Third, the predictive performance of the radiomic model was limited by the use of CT images, which may impede its widespread clinical utility. However, this was limited by the dataset available to us, where the nodal lesions of NPC patients were mostly scanned with a CT imaging modality; thus, the development of MR-based radiomic models was not feasible in this work.

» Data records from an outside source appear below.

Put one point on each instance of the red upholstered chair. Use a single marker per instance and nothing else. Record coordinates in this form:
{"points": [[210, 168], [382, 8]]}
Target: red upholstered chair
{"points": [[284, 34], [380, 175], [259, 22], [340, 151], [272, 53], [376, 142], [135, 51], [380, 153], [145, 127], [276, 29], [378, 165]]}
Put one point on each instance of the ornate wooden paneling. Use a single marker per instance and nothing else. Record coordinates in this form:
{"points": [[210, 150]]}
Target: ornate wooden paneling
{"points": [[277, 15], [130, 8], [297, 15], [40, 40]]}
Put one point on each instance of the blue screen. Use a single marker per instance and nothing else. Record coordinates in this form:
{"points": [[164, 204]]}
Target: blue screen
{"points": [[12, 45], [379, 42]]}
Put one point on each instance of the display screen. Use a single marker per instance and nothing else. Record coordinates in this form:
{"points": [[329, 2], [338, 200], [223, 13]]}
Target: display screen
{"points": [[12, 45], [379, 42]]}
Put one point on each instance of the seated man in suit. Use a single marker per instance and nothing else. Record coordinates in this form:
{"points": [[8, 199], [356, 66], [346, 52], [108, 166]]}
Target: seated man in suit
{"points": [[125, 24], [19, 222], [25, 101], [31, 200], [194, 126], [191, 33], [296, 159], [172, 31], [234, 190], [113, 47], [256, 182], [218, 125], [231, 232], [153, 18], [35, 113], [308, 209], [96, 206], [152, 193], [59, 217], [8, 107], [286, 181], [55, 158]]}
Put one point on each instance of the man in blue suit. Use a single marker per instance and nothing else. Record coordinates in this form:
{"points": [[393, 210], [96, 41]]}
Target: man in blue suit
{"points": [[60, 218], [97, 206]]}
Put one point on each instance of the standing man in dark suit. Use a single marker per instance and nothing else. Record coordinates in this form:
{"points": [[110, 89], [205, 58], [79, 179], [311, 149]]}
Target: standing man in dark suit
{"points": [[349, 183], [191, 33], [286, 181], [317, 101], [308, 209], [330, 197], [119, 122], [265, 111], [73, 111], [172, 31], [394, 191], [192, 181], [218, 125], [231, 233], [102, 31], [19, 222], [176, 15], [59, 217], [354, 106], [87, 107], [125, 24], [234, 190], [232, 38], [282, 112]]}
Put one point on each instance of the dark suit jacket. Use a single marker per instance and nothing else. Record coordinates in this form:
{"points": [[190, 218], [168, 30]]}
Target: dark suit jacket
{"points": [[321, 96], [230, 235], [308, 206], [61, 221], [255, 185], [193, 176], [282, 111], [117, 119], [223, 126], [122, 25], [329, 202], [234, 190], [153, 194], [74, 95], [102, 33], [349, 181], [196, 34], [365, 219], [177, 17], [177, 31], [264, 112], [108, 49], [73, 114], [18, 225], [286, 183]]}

Notably, the ART eligibility screening for NPC patients is still in its infant stage; this study is the first of its kind in investigating the potential of CT-based neck nodal radiomics in a multi-institutional setting for predicting IfTM-triggered ART demand in NPC patients. Hence, the findings of this study should provide valuable insights into developing a more effective screening for ART eligibility in NPC patients in the long run.

5. Conclusions

In this study, we attempted to investigate potential of CT-based neck nodal radiomics in a multi-institutional setting for predicting IfTM-triggered ART demand in NPC patients. The results of this work revealed that CT-based neck nodal radiomics was capable of predicting IfTM-triggered ART events in NPC patients undergoing RT. The R model consisted of four texture radiomic features, achieving a “corrected” AUC of 0.784 in the QEH cohort and 0.723 in the external QMH cohort. The findings of this study provide valuable insights for future study into developing an effective screening strategy for ART eligibility in NPC patients in the long run, ultimately alleviating the workload of clinical practitioners, streamlining ART procedural efficiency in clinics, and achieving personalized RT for NPC patients in the future. Future work on a larger cohort with MR nodal radiomics is highly warranted for strengthening the model predictability and statistical inference.